Oft wird gesagt, dass die US-Wirtschaft sehr viel dynamischer sei als die europäische und daher auch die Inflation höher sei. Das ist zwar nicht ganz falsch, aber auch nicht ganz richtig.

Notenbanken hecheln noch immer ihren Inflationszielen hinterher. Die Zeiten waren schon schlechter, doch nachhaltig ist die Zielmarke von 2 % noch nicht erreicht. In der Eurozone pendelt die Inflation unterhalb dieser Marke, in den USA pendelt sie um diese Marke herum.

Das ist vielleicht etwas überraschend, denn die Inflationsrate in den USA touchierte unlängst die Marke von 3 %. Dagegen sah die europäische Teuerungsrate ziemlich niedlich aus (unterhalb von 2 %). Es verleitete auch zu der Vermutung, dass die US-Wirtschaft viel dynamischer und überhaupt generell besser läuft als hierzulande. Das ist falsch.

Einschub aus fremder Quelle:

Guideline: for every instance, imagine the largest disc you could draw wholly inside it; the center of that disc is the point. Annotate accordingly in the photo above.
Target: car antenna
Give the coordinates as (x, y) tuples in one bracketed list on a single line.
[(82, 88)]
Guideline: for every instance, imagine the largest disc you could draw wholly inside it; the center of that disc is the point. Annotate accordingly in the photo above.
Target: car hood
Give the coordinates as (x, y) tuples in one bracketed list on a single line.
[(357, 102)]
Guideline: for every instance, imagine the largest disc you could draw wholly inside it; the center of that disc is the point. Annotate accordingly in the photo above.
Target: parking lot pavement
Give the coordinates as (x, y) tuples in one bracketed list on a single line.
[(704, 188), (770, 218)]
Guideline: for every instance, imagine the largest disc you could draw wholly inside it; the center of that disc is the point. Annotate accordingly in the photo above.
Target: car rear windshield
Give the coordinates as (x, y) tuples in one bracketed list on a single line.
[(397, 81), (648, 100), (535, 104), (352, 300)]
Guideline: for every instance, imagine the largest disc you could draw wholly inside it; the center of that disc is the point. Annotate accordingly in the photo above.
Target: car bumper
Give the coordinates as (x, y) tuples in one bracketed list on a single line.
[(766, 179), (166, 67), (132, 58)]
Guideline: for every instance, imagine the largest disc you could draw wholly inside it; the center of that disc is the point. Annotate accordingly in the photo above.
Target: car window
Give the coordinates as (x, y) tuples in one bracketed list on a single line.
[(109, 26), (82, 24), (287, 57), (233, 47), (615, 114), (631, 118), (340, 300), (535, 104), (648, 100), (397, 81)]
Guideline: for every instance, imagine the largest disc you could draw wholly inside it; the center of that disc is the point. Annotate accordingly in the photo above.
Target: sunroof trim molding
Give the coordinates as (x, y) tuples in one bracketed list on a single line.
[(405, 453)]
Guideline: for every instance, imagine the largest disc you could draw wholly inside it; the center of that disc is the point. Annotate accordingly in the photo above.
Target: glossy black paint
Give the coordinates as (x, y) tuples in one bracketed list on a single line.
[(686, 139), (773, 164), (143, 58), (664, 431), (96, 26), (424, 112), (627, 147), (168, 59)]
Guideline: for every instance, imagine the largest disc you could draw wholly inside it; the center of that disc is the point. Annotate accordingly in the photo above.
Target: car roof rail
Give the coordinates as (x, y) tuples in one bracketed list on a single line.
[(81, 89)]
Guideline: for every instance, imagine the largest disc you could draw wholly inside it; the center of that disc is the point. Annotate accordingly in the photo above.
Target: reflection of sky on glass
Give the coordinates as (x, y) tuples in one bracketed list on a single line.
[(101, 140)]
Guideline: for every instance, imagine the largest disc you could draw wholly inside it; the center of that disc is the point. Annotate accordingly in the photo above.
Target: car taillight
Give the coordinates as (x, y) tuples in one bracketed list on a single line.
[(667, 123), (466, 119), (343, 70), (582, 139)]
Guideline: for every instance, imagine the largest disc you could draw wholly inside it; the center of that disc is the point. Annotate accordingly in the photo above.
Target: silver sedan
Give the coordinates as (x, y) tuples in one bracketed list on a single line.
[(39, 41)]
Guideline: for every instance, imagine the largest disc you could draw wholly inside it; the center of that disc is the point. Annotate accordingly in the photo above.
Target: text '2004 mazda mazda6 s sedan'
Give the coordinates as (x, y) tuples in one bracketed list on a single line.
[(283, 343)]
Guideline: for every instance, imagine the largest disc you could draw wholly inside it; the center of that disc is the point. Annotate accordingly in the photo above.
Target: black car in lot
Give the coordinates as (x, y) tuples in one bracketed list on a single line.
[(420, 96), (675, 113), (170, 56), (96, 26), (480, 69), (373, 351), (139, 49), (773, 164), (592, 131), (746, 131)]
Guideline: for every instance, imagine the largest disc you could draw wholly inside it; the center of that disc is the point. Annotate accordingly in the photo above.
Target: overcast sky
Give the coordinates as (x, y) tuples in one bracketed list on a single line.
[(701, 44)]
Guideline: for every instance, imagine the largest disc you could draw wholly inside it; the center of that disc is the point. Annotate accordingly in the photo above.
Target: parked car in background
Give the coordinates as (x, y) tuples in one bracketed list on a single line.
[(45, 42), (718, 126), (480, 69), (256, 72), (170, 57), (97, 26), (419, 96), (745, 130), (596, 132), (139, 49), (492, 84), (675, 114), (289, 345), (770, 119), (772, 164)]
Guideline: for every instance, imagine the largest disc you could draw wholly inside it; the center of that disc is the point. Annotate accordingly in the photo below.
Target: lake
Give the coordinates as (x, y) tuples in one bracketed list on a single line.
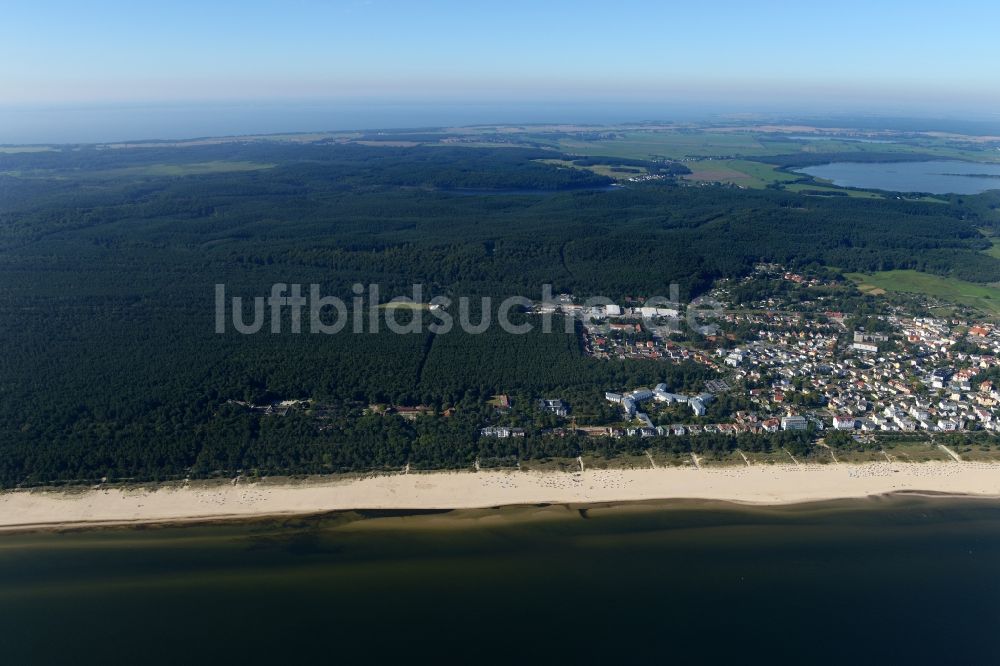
[(887, 580), (935, 176)]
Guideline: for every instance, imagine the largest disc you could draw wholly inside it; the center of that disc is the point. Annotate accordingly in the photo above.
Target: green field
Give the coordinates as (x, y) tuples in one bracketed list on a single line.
[(983, 297), (599, 169), (755, 175), (670, 145)]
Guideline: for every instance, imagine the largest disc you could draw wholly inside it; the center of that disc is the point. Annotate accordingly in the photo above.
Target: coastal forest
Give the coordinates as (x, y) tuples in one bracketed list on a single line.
[(111, 367)]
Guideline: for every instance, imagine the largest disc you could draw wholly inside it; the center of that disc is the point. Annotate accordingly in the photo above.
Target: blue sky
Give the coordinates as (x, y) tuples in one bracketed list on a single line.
[(892, 54)]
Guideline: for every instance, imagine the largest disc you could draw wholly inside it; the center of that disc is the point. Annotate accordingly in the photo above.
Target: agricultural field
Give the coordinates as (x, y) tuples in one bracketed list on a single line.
[(745, 173), (983, 297), (616, 173)]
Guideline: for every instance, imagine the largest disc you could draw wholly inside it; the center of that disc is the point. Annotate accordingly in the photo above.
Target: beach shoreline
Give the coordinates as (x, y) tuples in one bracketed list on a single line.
[(56, 509)]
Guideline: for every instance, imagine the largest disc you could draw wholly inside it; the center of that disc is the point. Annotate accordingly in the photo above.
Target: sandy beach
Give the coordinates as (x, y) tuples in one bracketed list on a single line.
[(765, 484)]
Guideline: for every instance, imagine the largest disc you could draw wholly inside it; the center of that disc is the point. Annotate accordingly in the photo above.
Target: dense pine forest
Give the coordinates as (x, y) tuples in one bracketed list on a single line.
[(111, 366)]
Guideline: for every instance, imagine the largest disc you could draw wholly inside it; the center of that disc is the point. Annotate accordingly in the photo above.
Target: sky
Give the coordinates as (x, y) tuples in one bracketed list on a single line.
[(887, 56)]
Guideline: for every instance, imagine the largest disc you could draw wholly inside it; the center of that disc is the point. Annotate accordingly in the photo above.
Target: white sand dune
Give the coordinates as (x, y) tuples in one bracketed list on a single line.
[(763, 484)]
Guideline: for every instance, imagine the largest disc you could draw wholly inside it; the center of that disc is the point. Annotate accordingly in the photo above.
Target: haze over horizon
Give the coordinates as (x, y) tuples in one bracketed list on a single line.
[(112, 70)]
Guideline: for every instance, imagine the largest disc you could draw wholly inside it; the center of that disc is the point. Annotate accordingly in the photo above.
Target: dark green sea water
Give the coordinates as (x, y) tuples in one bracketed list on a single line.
[(889, 580)]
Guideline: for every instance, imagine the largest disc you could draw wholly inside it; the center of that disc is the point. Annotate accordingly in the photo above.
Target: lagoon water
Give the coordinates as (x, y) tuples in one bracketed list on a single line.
[(935, 176), (888, 580)]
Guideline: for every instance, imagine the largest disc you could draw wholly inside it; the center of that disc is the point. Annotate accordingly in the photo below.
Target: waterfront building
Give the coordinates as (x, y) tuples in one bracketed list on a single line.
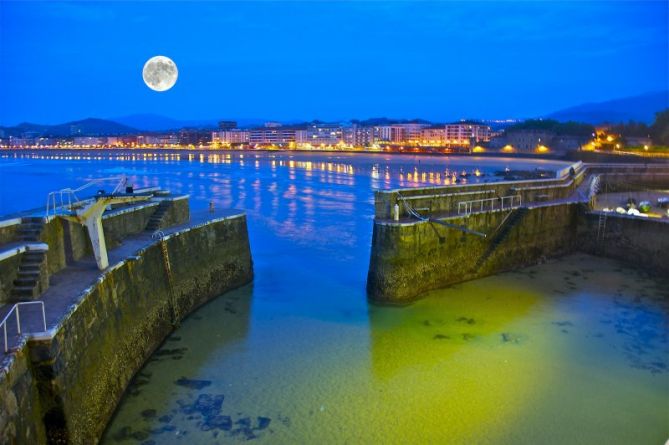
[(272, 135), (168, 140), (88, 141), (21, 142), (233, 136), (227, 125), (399, 133), (320, 134), (433, 136), (463, 133), (360, 136), (194, 137)]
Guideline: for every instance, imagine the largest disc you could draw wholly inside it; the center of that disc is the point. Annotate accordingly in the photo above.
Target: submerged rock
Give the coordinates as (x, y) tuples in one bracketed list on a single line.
[(263, 422), (192, 384), (148, 413)]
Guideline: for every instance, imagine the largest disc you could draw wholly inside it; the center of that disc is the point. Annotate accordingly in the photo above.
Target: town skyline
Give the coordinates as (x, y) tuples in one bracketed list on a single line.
[(327, 60)]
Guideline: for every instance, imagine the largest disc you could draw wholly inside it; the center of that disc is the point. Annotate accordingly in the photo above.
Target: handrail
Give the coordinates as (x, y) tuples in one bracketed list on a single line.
[(15, 309), (69, 195), (487, 204)]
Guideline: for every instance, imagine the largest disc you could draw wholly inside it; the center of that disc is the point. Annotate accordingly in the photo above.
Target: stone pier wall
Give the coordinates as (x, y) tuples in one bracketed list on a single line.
[(84, 368), (20, 411), (640, 242), (410, 259)]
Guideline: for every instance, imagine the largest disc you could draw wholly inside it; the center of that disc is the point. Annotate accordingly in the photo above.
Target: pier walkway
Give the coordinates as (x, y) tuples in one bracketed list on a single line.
[(68, 285), (440, 204)]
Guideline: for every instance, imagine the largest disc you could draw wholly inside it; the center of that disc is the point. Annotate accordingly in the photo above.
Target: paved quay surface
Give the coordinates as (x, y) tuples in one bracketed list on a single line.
[(67, 286)]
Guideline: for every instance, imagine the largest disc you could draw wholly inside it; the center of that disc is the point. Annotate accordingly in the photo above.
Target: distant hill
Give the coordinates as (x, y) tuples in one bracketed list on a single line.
[(156, 122), (640, 108), (85, 127)]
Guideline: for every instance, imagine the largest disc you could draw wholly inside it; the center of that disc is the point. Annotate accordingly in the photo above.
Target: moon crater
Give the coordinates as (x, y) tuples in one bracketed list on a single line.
[(160, 73)]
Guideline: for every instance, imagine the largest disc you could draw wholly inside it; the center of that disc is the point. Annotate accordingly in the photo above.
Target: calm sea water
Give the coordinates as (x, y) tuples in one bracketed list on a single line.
[(572, 351)]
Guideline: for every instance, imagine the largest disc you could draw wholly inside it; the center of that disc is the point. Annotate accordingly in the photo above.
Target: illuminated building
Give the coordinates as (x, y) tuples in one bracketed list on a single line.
[(406, 132), (360, 136), (230, 137), (227, 125), (272, 135), (320, 134), (435, 135), (463, 133)]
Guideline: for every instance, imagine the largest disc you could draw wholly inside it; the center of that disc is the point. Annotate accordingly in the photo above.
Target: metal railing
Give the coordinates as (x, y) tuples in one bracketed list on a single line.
[(16, 309), (67, 198), (487, 204)]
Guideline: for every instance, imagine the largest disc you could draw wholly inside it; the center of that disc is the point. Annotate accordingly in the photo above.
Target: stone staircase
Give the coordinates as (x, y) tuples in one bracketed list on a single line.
[(30, 229), (28, 283), (501, 233), (156, 220)]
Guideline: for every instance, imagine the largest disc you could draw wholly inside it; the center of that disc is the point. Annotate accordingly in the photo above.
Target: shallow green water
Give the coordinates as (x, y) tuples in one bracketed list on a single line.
[(572, 351)]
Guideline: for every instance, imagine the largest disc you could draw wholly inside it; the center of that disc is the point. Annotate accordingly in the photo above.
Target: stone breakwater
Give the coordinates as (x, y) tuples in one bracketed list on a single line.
[(410, 256), (64, 386)]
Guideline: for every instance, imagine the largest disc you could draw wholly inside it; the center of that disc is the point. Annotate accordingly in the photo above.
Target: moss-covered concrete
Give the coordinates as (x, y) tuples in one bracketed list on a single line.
[(639, 242), (108, 336), (122, 223), (9, 232), (408, 260), (9, 268), (20, 410), (178, 212)]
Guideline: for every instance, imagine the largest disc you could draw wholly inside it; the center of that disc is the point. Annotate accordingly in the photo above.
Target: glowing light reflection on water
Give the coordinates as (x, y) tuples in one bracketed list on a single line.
[(573, 351)]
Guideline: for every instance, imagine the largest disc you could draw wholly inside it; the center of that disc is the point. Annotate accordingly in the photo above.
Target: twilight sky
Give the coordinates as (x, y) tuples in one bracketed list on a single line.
[(62, 61)]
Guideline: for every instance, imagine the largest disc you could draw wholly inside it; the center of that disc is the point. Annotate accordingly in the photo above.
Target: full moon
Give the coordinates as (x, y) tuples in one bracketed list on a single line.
[(160, 73)]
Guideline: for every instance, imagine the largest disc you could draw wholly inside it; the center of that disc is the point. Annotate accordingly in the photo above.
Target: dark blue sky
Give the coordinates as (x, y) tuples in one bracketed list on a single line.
[(294, 60)]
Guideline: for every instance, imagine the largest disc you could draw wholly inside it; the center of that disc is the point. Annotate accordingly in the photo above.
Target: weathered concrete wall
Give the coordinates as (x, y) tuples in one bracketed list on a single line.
[(410, 259), (177, 213), (9, 268), (20, 420), (640, 242), (445, 199), (69, 241), (126, 315), (9, 231), (123, 223)]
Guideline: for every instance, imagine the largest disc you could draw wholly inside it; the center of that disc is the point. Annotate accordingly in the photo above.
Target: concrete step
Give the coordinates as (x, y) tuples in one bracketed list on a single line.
[(32, 260), (24, 291), (29, 230), (33, 273), (25, 282)]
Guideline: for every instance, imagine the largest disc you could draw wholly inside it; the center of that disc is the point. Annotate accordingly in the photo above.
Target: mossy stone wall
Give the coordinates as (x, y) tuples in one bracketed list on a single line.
[(20, 410), (110, 334), (408, 260)]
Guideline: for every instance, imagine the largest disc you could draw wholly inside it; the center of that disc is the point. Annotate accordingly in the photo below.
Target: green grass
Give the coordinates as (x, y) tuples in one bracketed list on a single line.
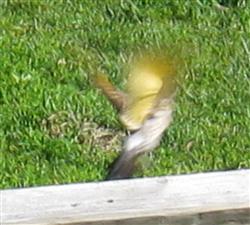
[(56, 128)]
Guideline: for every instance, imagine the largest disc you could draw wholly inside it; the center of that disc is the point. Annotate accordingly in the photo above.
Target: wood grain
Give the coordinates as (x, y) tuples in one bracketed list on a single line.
[(207, 198)]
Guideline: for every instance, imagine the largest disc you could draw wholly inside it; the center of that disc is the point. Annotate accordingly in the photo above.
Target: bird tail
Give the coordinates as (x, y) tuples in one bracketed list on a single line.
[(123, 167)]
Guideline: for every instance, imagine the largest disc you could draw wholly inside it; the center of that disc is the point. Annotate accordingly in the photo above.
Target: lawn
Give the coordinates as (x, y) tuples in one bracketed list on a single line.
[(56, 128)]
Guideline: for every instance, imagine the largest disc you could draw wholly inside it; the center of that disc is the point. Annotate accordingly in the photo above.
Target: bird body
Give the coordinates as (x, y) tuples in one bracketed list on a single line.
[(145, 108)]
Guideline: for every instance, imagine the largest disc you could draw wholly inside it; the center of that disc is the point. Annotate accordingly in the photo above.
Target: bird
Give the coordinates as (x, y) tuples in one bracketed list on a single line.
[(145, 108)]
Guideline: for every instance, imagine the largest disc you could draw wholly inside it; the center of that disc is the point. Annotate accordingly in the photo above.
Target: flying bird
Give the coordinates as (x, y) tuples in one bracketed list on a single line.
[(145, 108)]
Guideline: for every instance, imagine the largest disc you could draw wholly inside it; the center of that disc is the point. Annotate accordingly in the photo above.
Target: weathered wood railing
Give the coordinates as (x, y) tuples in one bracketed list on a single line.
[(210, 199)]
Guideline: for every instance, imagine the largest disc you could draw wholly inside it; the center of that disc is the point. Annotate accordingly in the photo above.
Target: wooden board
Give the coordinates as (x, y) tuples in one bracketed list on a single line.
[(209, 198)]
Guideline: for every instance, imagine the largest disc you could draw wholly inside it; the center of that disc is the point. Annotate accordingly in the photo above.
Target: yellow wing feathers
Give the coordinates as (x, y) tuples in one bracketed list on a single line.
[(150, 80)]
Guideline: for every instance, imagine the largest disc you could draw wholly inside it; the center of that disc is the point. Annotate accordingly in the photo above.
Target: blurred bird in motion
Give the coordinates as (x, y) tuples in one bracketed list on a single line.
[(145, 108)]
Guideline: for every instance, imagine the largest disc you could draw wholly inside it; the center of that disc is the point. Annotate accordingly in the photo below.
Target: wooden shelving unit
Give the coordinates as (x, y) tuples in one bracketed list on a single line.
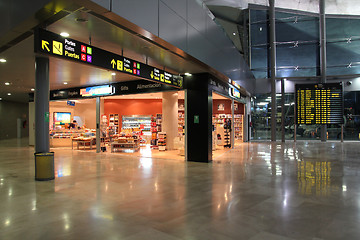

Die Inflationsrate, die die USA ausweisen, ist nicht die gleiche, die von unseren Statistikämtern berechnet wird. Man vergleicht Äpfel mit Birnen, wenn man die zwei unterschiedlichen Inflationsraten gegenüberstellt. Dafür gibt es zum Glück Abhilfe. In Europa wird für die USA ebenfalls ein harmonisierter Verbraucherpreisindex (HPI) berechnet.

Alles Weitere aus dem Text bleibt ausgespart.